Aerosol SAD distribution as a function of particle diameter for 1-km layers above and below the tropopause. The high-resolution data required for this plot above the tropopause on August 14 were not available. These curves indicate that the POPS measurements have generally captured over 60% of the aerosol surface area in the accumulation mode.

Fig. 3.

(A) Contribution (percent) to the annual mean particle surface area in the stratosphere from aerosol that is transported through the ASM 3D box (15°–45°N, 30°–120°E, June–September). (B) Contribution to the annual mean particle surface area in the stratosphere from aerosol that is transported through the tropics (15°S–15°N, 0°–360°E, entire year).

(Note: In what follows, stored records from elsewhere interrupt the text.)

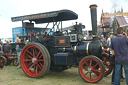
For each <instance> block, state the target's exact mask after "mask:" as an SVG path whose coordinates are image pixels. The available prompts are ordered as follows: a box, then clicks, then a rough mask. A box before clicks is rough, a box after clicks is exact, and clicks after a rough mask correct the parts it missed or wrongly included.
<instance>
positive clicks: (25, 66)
mask: <svg viewBox="0 0 128 85" xmlns="http://www.w3.org/2000/svg"><path fill="white" fill-rule="evenodd" d="M21 66H22V69H23V71H24V72H25V74H26V75H28V76H29V77H33V78H39V77H42V76H43V75H44V74H45V73H46V72H47V71H48V69H49V57H48V54H47V52H46V48H45V47H44V46H42V45H41V44H39V43H30V44H28V45H26V46H25V47H24V48H23V50H22V53H21Z"/></svg>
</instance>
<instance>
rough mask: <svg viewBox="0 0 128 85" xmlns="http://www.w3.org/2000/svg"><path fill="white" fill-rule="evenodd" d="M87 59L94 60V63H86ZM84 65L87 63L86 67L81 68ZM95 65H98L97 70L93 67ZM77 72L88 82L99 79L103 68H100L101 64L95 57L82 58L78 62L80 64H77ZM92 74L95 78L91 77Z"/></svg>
mask: <svg viewBox="0 0 128 85" xmlns="http://www.w3.org/2000/svg"><path fill="white" fill-rule="evenodd" d="M87 61H90V62H96V63H95V64H94V65H92V64H91V63H90V65H89V64H88V65H87ZM84 65H85V66H86V65H87V68H83V66H84ZM96 66H99V68H100V70H97V69H95V67H96ZM88 68H89V69H92V71H91V72H89V71H88V70H89V69H88ZM83 70H85V71H87V72H83ZM79 73H80V75H81V77H82V78H83V79H84V80H85V81H86V82H90V83H94V82H97V81H99V80H100V79H101V77H102V73H103V69H102V66H101V63H100V62H99V61H98V60H97V59H95V58H84V59H83V60H82V61H81V62H80V65H79ZM88 74H89V76H90V78H88V77H87V76H88ZM92 74H93V75H95V76H96V78H94V79H92Z"/></svg>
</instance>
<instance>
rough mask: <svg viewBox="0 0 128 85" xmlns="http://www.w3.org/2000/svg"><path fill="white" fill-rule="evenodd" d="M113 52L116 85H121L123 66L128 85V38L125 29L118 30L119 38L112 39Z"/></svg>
mask: <svg viewBox="0 0 128 85" xmlns="http://www.w3.org/2000/svg"><path fill="white" fill-rule="evenodd" d="M110 48H111V51H112V52H113V51H114V54H115V77H114V85H120V75H121V65H123V67H124V71H125V77H126V82H127V85H128V52H127V51H128V38H127V34H126V33H124V30H123V28H121V27H120V28H118V29H117V36H116V37H115V38H114V39H112V42H111V45H110Z"/></svg>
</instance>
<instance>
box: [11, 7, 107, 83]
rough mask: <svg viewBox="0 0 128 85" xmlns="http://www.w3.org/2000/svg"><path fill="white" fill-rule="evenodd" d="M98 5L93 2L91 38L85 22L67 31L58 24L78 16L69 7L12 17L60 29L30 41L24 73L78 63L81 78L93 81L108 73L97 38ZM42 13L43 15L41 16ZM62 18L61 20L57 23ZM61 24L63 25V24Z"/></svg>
mask: <svg viewBox="0 0 128 85" xmlns="http://www.w3.org/2000/svg"><path fill="white" fill-rule="evenodd" d="M96 8H97V6H96V5H90V10H91V20H92V34H93V39H92V40H84V38H83V34H82V27H83V25H82V24H77V23H76V25H74V26H72V30H71V32H67V33H66V34H67V35H65V34H64V33H63V31H62V28H61V29H58V28H59V26H58V25H59V24H60V23H61V25H62V21H66V20H73V19H77V18H78V15H77V14H76V13H74V12H72V11H70V10H60V11H54V12H47V13H43V14H40V15H38V14H37V15H38V16H37V17H35V16H36V14H35V15H34V16H33V15H29V17H28V15H27V16H20V17H13V18H12V21H23V20H27V19H28V20H29V21H30V22H32V21H34V22H35V23H37V24H38V23H46V22H48V24H49V22H53V28H54V27H55V25H56V26H57V29H55V30H56V31H55V30H54V29H53V30H54V31H55V32H54V34H53V35H50V34H49V33H44V34H40V35H38V39H35V40H34V39H33V40H34V42H31V43H29V44H27V45H26V46H25V47H24V48H23V50H22V53H21V66H22V69H23V71H24V73H25V74H26V75H27V76H29V77H32V78H39V77H42V76H44V75H45V74H46V73H47V72H48V71H49V69H50V70H51V71H56V72H61V71H64V70H66V69H68V68H70V67H72V66H77V67H78V71H79V74H80V76H81V78H82V79H83V80H84V81H86V82H90V83H95V82H99V81H100V80H101V79H102V78H103V76H104V75H105V66H104V64H103V61H102V46H101V43H100V41H99V40H98V38H97V21H96V20H97V13H96ZM39 17H40V18H39ZM57 22H59V24H57ZM61 27H62V26H61Z"/></svg>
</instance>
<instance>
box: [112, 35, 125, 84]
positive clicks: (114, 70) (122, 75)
mask: <svg viewBox="0 0 128 85" xmlns="http://www.w3.org/2000/svg"><path fill="white" fill-rule="evenodd" d="M110 37H111V40H112V39H113V38H115V37H116V35H111V36H110ZM110 55H111V52H110ZM110 61H111V66H112V69H113V72H112V80H111V84H114V75H115V55H111V57H110ZM122 72H123V66H122V65H121V79H124V77H123V73H122ZM121 82H122V81H121Z"/></svg>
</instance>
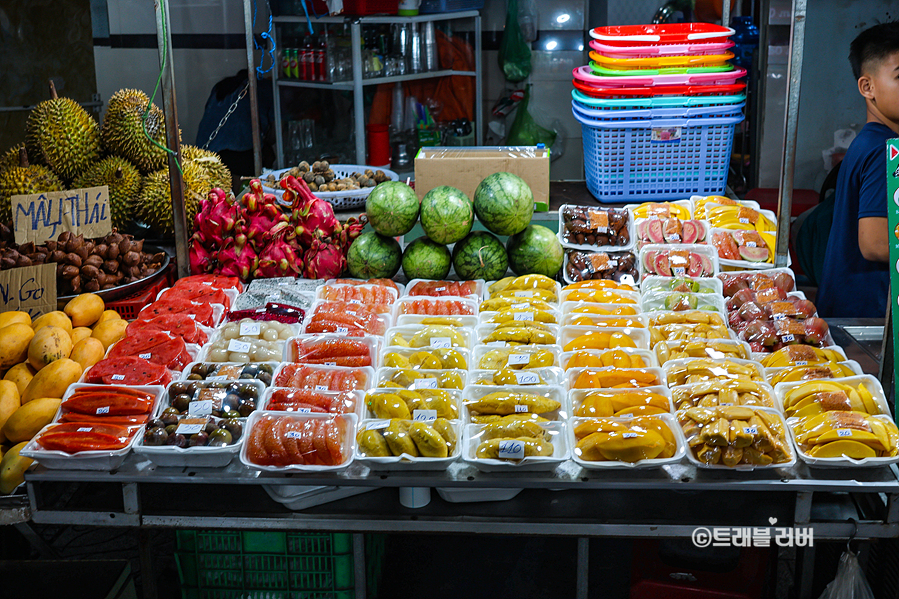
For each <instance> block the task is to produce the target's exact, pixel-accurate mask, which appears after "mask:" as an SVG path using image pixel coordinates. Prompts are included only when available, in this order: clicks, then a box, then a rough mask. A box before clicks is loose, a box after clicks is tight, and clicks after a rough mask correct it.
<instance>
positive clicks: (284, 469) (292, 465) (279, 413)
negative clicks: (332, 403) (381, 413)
mask: <svg viewBox="0 0 899 599" xmlns="http://www.w3.org/2000/svg"><path fill="white" fill-rule="evenodd" d="M265 416H285V417H288V418H293V419H296V420H300V421H305V420H316V419H317V420H328V419H330V418H334V419H340V420H343V421H344V422H345V424H346V426H345V429H344V435H343V439H341V453H342V454H343V456H344V461H343V463H341V464H338V465H336V466H314V465H306V464H302V465H300V464H291V465H289V466H263V465H259V464H254V463H253V462H251V461H250V460H249V458H248V456H247V448H248V447H249V445H250V444H249V443H244V444H243V446H242V447H241V450H240V461H241V462H243V464H244V465H245V466H247V467H249V468H253V469H255V470H264V471H265V472H280V473H288V472H340V471H342V470H346V469H347V467H349V465H350V464H352V463H353V457H354V454H355V451H356V415H355V414H344V415H340V416H332V415H331V414H297V413H295V412H261V411H257V412H254V413H253V414H252V415H251V416H250V417H249V418H248V419H247V426H246V427H245V432H244V436H246V437H247V438H249V436H250V434H251V433H252V430H253V427H254V426H256V423H257V422H259V420H260V418H263V417H265Z"/></svg>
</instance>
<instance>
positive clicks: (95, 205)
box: [12, 185, 112, 245]
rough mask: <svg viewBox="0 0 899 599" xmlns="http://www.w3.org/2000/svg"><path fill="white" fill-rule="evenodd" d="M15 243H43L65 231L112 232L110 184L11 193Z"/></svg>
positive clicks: (93, 235)
mask: <svg viewBox="0 0 899 599" xmlns="http://www.w3.org/2000/svg"><path fill="white" fill-rule="evenodd" d="M12 214H13V227H14V230H15V234H16V243H18V244H20V245H21V244H23V243H28V242H29V241H33V242H34V243H37V244H41V243H44V242H45V241H47V240H48V239H56V238H57V237H59V234H60V233H62V232H63V231H70V232H71V233H72V234H73V235H78V234H81V233H83V234H84V236H85V237H88V238H90V237H102V236H104V235H108V234H109V233H111V232H112V219H111V217H110V214H109V187H107V186H106V185H103V186H102V187H88V188H86V189H72V190H68V191H50V192H44V193H36V194H31V195H24V196H13V197H12Z"/></svg>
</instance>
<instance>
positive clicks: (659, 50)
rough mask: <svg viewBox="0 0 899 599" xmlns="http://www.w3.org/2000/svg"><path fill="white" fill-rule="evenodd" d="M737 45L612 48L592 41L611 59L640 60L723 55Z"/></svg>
mask: <svg viewBox="0 0 899 599" xmlns="http://www.w3.org/2000/svg"><path fill="white" fill-rule="evenodd" d="M735 45H736V44H734V43H733V42H732V41H726V42H712V43H707V44H698V43H697V44H663V45H655V46H610V45H608V44H603V43H602V42H599V41H597V40H590V47H591V48H593V49H594V50H596V51H597V52H599V53H600V54H603V55H604V56H608V57H609V58H640V57H644V56H645V57H647V58H649V57H652V56H706V55H709V54H723V53H724V52H726V51H727V50H729V49H730V48H733V47H734V46H735Z"/></svg>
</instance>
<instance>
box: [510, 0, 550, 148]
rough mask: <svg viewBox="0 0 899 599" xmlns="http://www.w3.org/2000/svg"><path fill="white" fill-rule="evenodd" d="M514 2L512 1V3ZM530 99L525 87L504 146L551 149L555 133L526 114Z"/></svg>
mask: <svg viewBox="0 0 899 599" xmlns="http://www.w3.org/2000/svg"><path fill="white" fill-rule="evenodd" d="M514 1H515V0H513V2H514ZM530 99H531V86H530V85H529V86H527V89H525V92H524V100H522V101H521V104H519V105H518V112H516V113H515V121H514V122H513V123H512V127H511V128H510V129H509V137H508V138H507V139H506V144H507V145H510V146H536V145H537V144H544V145H545V146H546V147H547V148H549V147H552V145H553V143H555V141H556V132H555V131H550V130H549V129H546V128H544V127H541V126H540V125H538V124H537V121H535V120H534V117H532V116H531V113H530V112H528V102H529V101H530Z"/></svg>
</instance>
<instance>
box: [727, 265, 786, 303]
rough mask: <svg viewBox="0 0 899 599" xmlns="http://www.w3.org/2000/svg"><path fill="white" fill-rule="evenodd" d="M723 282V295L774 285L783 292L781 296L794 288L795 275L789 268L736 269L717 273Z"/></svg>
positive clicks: (783, 296)
mask: <svg viewBox="0 0 899 599" xmlns="http://www.w3.org/2000/svg"><path fill="white" fill-rule="evenodd" d="M718 278H719V279H721V282H722V283H723V292H724V297H726V298H728V297H733V296H734V295H735V294H736V293H737V292H738V291H740V290H742V289H751V290H752V291H760V290H762V289H770V288H771V287H776V288H777V289H779V290H780V291H781V292H783V296H782V297H786V294H787V293H789V292H791V291H793V290H794V289H795V288H796V275H794V274H793V271H792V270H791V269H789V268H770V269H766V270H764V271H762V272H759V271H737V272H727V273H721V274H720V275H718Z"/></svg>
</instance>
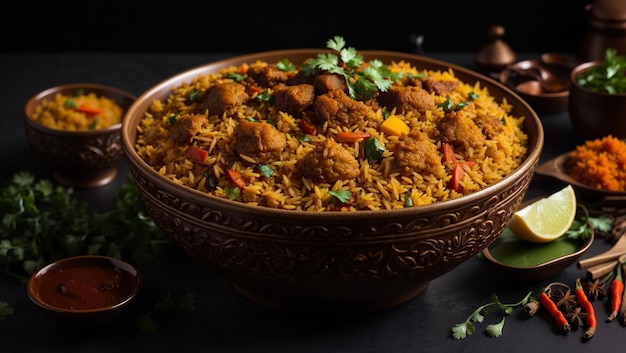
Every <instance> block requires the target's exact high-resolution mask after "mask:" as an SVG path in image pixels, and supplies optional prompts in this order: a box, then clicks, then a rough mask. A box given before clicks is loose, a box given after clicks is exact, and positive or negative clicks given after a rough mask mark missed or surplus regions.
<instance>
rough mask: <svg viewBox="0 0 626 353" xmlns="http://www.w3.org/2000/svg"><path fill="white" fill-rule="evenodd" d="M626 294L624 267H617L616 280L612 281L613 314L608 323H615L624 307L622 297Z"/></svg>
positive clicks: (612, 307) (618, 264)
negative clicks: (624, 286) (624, 278)
mask: <svg viewBox="0 0 626 353" xmlns="http://www.w3.org/2000/svg"><path fill="white" fill-rule="evenodd" d="M623 294H624V280H623V278H622V266H621V265H619V264H618V265H617V266H615V278H614V279H613V280H612V281H611V314H610V315H609V317H607V318H606V321H613V320H614V319H615V318H616V317H617V315H618V314H619V311H620V309H621V307H622V295H623Z"/></svg>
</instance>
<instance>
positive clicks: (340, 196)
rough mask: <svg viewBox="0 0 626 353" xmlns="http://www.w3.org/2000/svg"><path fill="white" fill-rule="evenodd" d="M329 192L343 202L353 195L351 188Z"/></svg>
mask: <svg viewBox="0 0 626 353" xmlns="http://www.w3.org/2000/svg"><path fill="white" fill-rule="evenodd" d="M328 193H329V194H331V195H332V196H333V198H334V199H337V200H338V201H339V202H341V203H347V202H348V201H350V198H351V197H352V193H351V192H350V190H343V189H341V190H335V191H333V190H330V191H329V192H328Z"/></svg>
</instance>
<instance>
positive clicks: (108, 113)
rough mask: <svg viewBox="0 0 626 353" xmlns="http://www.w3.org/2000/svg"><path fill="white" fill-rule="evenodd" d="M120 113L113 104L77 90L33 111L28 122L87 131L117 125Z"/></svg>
mask: <svg viewBox="0 0 626 353" xmlns="http://www.w3.org/2000/svg"><path fill="white" fill-rule="evenodd" d="M123 113H124V111H123V109H122V108H121V107H120V106H119V105H118V104H117V103H116V102H115V101H114V100H112V99H110V98H107V97H104V96H98V95H96V94H95V93H93V92H89V93H84V92H83V91H81V90H78V91H76V92H75V93H74V94H72V95H71V96H69V95H64V94H61V93H57V94H56V95H55V96H54V98H53V99H50V100H47V101H44V102H43V103H41V104H40V105H38V106H37V107H35V109H34V111H33V114H32V116H31V118H32V119H33V120H34V121H35V122H37V123H39V124H41V125H43V126H46V127H49V128H51V129H57V130H67V131H88V130H98V129H105V128H107V127H109V126H112V125H116V124H120V123H121V122H122V117H123Z"/></svg>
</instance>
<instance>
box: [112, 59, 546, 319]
mask: <svg viewBox="0 0 626 353" xmlns="http://www.w3.org/2000/svg"><path fill="white" fill-rule="evenodd" d="M319 52H320V51H319V50H313V49H296V50H284V51H274V52H265V53H260V54H252V55H245V56H240V57H236V58H231V59H227V60H223V61H219V62H214V63H210V64H207V65H204V66H200V67H197V68H194V69H190V70H188V71H185V72H183V73H180V74H178V75H175V76H173V77H171V78H169V79H166V80H164V81H162V82H161V83H158V84H157V85H155V86H154V87H152V88H150V89H149V90H148V91H146V92H145V93H143V94H142V95H141V96H140V97H139V98H138V99H137V100H136V102H135V103H134V104H133V105H132V106H131V107H130V109H129V110H128V112H127V115H126V117H125V121H124V126H123V128H122V142H123V148H124V152H125V153H126V155H127V157H128V161H129V165H130V171H131V174H132V176H133V177H134V179H135V181H136V183H137V185H138V187H139V189H140V191H141V193H142V194H143V197H144V198H145V200H146V203H147V206H148V209H149V211H150V212H151V214H152V216H153V217H154V220H155V221H156V223H157V224H158V225H159V227H160V228H161V229H162V230H163V231H164V232H165V233H167V234H168V235H169V236H170V237H171V239H172V240H173V241H174V242H175V243H176V244H178V245H179V246H180V247H181V248H182V249H183V250H184V251H185V252H186V253H188V254H189V255H190V256H191V257H192V258H193V259H195V260H196V261H197V262H198V263H199V264H201V265H203V266H206V267H208V268H210V269H214V270H217V271H219V272H220V273H222V274H223V275H225V276H227V278H228V279H229V280H230V281H231V283H232V285H233V286H234V288H235V289H236V290H237V291H238V292H239V293H241V294H242V295H243V296H245V297H247V298H248V299H251V300H252V301H254V302H256V303H260V304H262V305H265V306H269V307H272V308H277V309H281V310H288V311H296V312H311V313H343V314H346V313H357V312H367V311H376V310H381V309H385V308H390V307H393V306H396V305H399V304H402V303H404V302H407V301H409V300H411V299H412V298H414V297H416V296H417V295H419V294H420V293H421V292H423V291H424V290H425V289H426V288H427V287H428V285H429V283H430V282H431V281H432V280H434V279H436V278H437V277H439V276H441V275H443V274H445V273H447V272H449V271H451V270H452V269H454V268H455V267H457V266H458V265H460V264H461V263H463V262H464V261H466V260H467V259H469V258H471V257H472V256H474V255H475V254H477V253H479V252H480V251H481V250H482V249H484V248H485V247H486V246H488V245H490V244H491V243H492V242H493V241H494V240H495V239H496V238H497V237H498V235H499V234H500V233H501V232H502V231H503V229H504V228H505V227H506V225H507V223H508V221H509V219H510V218H511V216H512V214H513V213H514V212H515V211H516V210H517V209H518V207H519V205H520V202H521V201H522V199H523V197H524V194H525V193H526V190H527V189H528V186H529V183H530V181H531V177H532V175H533V172H534V170H535V167H536V165H537V162H538V160H539V155H540V152H541V149H542V146H543V138H544V137H543V128H542V126H541V123H540V121H539V118H538V117H537V115H536V113H535V112H534V111H533V110H532V108H530V106H529V105H528V104H527V103H525V102H524V101H523V100H522V99H520V98H519V97H518V96H517V95H515V94H514V93H513V92H512V91H511V90H509V89H508V88H506V87H504V86H503V85H501V84H500V83H498V82H496V81H494V80H492V79H489V78H487V77H485V76H482V75H479V74H476V73H474V72H472V71H470V70H467V69H465V68H462V67H460V66H455V65H451V64H448V63H445V62H441V61H438V60H433V59H429V58H426V57H422V56H417V55H411V54H405V53H396V52H385V51H363V52H362V54H363V55H364V57H365V59H366V60H371V59H373V58H377V59H380V60H382V61H383V62H385V63H389V62H391V61H392V60H395V61H398V60H399V59H404V60H406V61H409V62H411V63H413V64H414V65H416V66H418V67H422V68H426V69H433V70H438V69H444V70H447V69H448V68H452V69H454V71H455V73H456V75H457V77H459V78H460V79H461V80H463V81H465V82H472V83H474V82H476V81H481V82H482V83H481V84H482V85H484V86H486V87H488V88H489V91H490V93H491V94H492V95H493V96H495V97H496V99H498V100H501V99H502V98H506V99H507V101H508V102H509V103H511V104H512V105H513V106H514V111H513V114H514V115H517V116H525V117H526V119H525V126H524V127H525V130H526V132H527V134H528V136H529V146H528V157H527V159H526V160H525V161H524V162H523V163H522V164H521V166H520V167H519V168H518V169H517V170H515V171H514V172H513V173H512V174H511V175H509V176H508V177H506V178H504V179H503V180H501V181H499V182H498V183H496V184H494V185H492V186H489V187H488V188H486V189H484V190H481V191H479V192H476V193H475V194H472V195H468V196H463V197H461V198H458V199H455V200H450V201H445V202H441V203H435V204H432V205H429V206H420V207H413V208H406V209H398V210H386V211H362V212H352V213H339V212H325V213H311V212H305V211H302V212H298V211H288V210H278V209H270V208H263V207H252V206H249V205H245V204H243V203H239V202H234V201H230V200H226V199H221V198H216V197H212V196H208V195H206V194H205V193H201V192H197V191H195V190H192V189H190V188H187V187H182V186H180V185H177V184H175V183H173V182H172V181H170V180H168V179H166V178H165V177H163V176H161V175H159V173H157V172H156V171H154V170H153V169H151V168H150V167H149V166H148V165H147V164H146V163H145V162H144V161H143V160H142V159H141V158H140V157H139V156H138V154H137V153H136V152H135V149H134V143H135V140H136V128H137V125H138V123H139V121H140V119H141V118H142V116H143V114H144V112H145V111H146V110H147V109H148V107H149V105H150V104H151V103H152V101H153V100H154V99H164V98H165V97H166V96H167V95H169V94H170V89H171V88H172V87H174V86H177V85H179V84H181V83H182V82H186V81H190V80H191V79H192V78H193V77H195V76H196V75H198V74H204V73H209V72H215V71H217V70H219V69H221V68H223V67H226V66H231V65H238V64H241V63H249V62H253V61H256V60H263V61H266V62H278V61H280V60H282V59H284V58H289V59H290V60H291V61H292V62H294V63H297V62H302V61H303V60H304V59H306V58H310V57H313V56H315V55H316V54H317V53H319Z"/></svg>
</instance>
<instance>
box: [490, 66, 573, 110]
mask: <svg viewBox="0 0 626 353" xmlns="http://www.w3.org/2000/svg"><path fill="white" fill-rule="evenodd" d="M536 68H541V69H542V70H544V71H545V72H550V73H552V74H554V77H556V79H557V80H558V81H557V83H558V84H560V85H562V90H559V91H556V92H549V91H546V90H544V89H543V88H542V87H541V84H540V83H539V81H538V80H537V77H536V76H537V75H538V73H539V71H536V70H535V69H536ZM499 79H500V82H501V83H502V84H504V85H505V86H507V87H509V88H510V89H512V90H513V91H514V92H515V93H517V94H518V95H519V96H520V97H521V98H522V99H524V100H525V101H526V102H527V103H528V104H530V106H531V107H532V108H533V109H534V110H535V111H537V112H538V113H559V112H564V111H567V107H568V105H567V104H568V99H569V78H568V76H567V75H564V74H563V73H562V71H561V70H554V71H552V70H551V68H550V66H548V65H544V64H542V63H541V61H539V60H534V59H533V60H524V61H519V62H517V63H515V64H511V65H509V66H507V67H506V68H505V69H504V70H502V71H501V72H500V76H499Z"/></svg>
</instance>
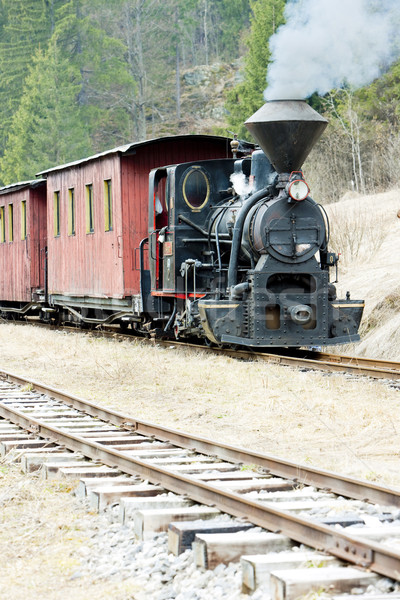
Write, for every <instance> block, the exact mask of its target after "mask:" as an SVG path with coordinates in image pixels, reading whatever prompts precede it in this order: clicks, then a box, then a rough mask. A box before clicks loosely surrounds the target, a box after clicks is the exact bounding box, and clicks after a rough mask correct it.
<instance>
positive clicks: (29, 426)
mask: <svg viewBox="0 0 400 600" xmlns="http://www.w3.org/2000/svg"><path fill="white" fill-rule="evenodd" d="M0 415H1V416H2V417H4V418H6V419H10V420H12V421H13V422H14V423H17V424H18V425H20V426H21V427H23V428H24V429H28V430H33V431H34V432H35V433H36V434H37V435H39V436H40V437H44V438H45V439H49V440H54V441H56V442H58V443H61V444H63V445H64V446H65V447H66V448H69V449H70V450H74V451H77V452H81V453H82V454H84V455H85V456H87V457H89V458H92V459H94V460H100V461H101V462H102V463H104V464H107V465H109V466H111V467H116V468H118V469H120V470H121V471H123V472H125V473H129V474H132V475H140V476H141V477H142V478H143V479H146V480H148V481H150V482H152V483H155V484H158V485H161V486H163V487H165V488H166V489H168V490H171V491H173V492H175V493H177V494H186V495H188V496H190V497H191V498H192V499H193V500H195V501H197V502H201V503H203V504H206V505H210V506H215V507H216V508H218V509H219V510H221V511H223V512H226V513H228V514H230V515H233V516H236V517H241V518H244V519H247V520H248V521H250V522H251V523H254V524H255V525H258V526H260V527H263V528H264V529H267V530H269V531H273V532H279V533H282V534H283V535H287V536H288V537H289V538H291V539H293V540H295V541H297V542H299V543H303V544H307V545H308V546H311V547H314V548H316V549H317V550H320V551H321V550H322V551H325V552H329V553H330V554H332V555H334V556H336V557H338V558H341V559H343V560H346V561H348V562H350V563H353V564H356V565H359V566H362V567H364V568H367V569H370V570H372V571H374V572H376V573H379V574H381V575H384V576H386V577H390V578H392V579H396V580H398V581H400V552H394V551H392V550H390V549H388V548H386V547H385V546H384V545H382V544H378V543H375V542H370V541H366V540H365V539H361V538H357V537H356V536H350V535H346V534H344V533H341V532H339V531H337V530H335V529H334V528H331V527H329V526H327V525H323V524H320V523H316V522H313V521H312V520H307V519H304V518H301V517H298V516H295V515H292V514H290V513H288V512H286V511H283V510H279V509H275V508H271V507H266V506H265V505H262V504H261V503H259V502H256V501H252V500H248V499H246V498H243V497H242V496H240V495H239V494H237V493H235V492H230V491H225V490H221V489H220V488H218V485H217V484H215V485H213V484H210V483H205V482H202V481H199V480H196V479H194V478H192V477H190V476H187V475H181V474H179V473H175V472H174V471H172V470H169V469H165V468H160V467H158V466H156V465H153V464H149V463H147V462H145V461H143V460H138V459H135V458H132V457H128V456H126V455H124V454H123V452H120V451H118V450H113V449H111V448H109V447H107V446H103V445H101V444H100V443H98V442H94V441H90V439H84V438H80V437H78V436H76V435H72V434H69V433H66V432H65V431H64V430H62V429H59V428H56V427H53V426H49V425H47V424H46V423H45V422H43V421H40V420H37V419H33V418H30V417H29V416H27V415H25V414H24V413H23V412H21V411H18V410H16V409H13V408H11V407H10V406H6V405H4V404H3V403H0Z"/></svg>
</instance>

The white box in A shows the spatial extent of the region included in the 3D box where we scrub the aerosol and aerosol precursors.

Fig. 4.

(A) Contribution (percent) of the zonal-mean column SAD of stratospheric aerosol that was produced in or transported through the 3D box (15°–45°N, 30°–120°E, June to September). (B) Percentage of background NH stratospheric aerosol column surface area due to the Nabro 2011 eruption (in red) and ASM (in black).

Fig. S3.

Zonal mean annual column SAD (square micrometers per square centimeter) of stratospheric aerosols from two simulations. The control run is shown by the blue line, and the 3D-box run is shown by the red line. Error bars denote data variability (1 SD).

Fig. S4.

(A) Contribution (percent) to the annual mean particle surface area in the stratosphere from aerosol that is transported through the shallow Asian 3D box (15°–45°N, 30°–120°E, June–September). (B) Same as A but for the deep 3D box run. (C) Same as A but for the alternative 3D-box method for estimating the lower limit discussed in Results and Discussion.

Fig. S5.

(A) Modeled net heating rates for July 2015 within the inner ASM (25°–40°N, 70°–110°E; in red) and in the adjacent region outside of the ASM (25°–40°N, 150°–210°E; in blue). Error bars include several sources of uncertainties: radiative transfer model differences (∼0.1 K/d, estimated from ref. 27) and ozone and water vapor variations (assuming 20% uncertainties in the abundances). (B) Clear-sky net heating rate during July at a grid box within the ASM (29°N, 77°E) anticyclone simulated by CESM (dashed blue line) and the Fu-Liou (solid red line; see ref. 28) radiative transfer models.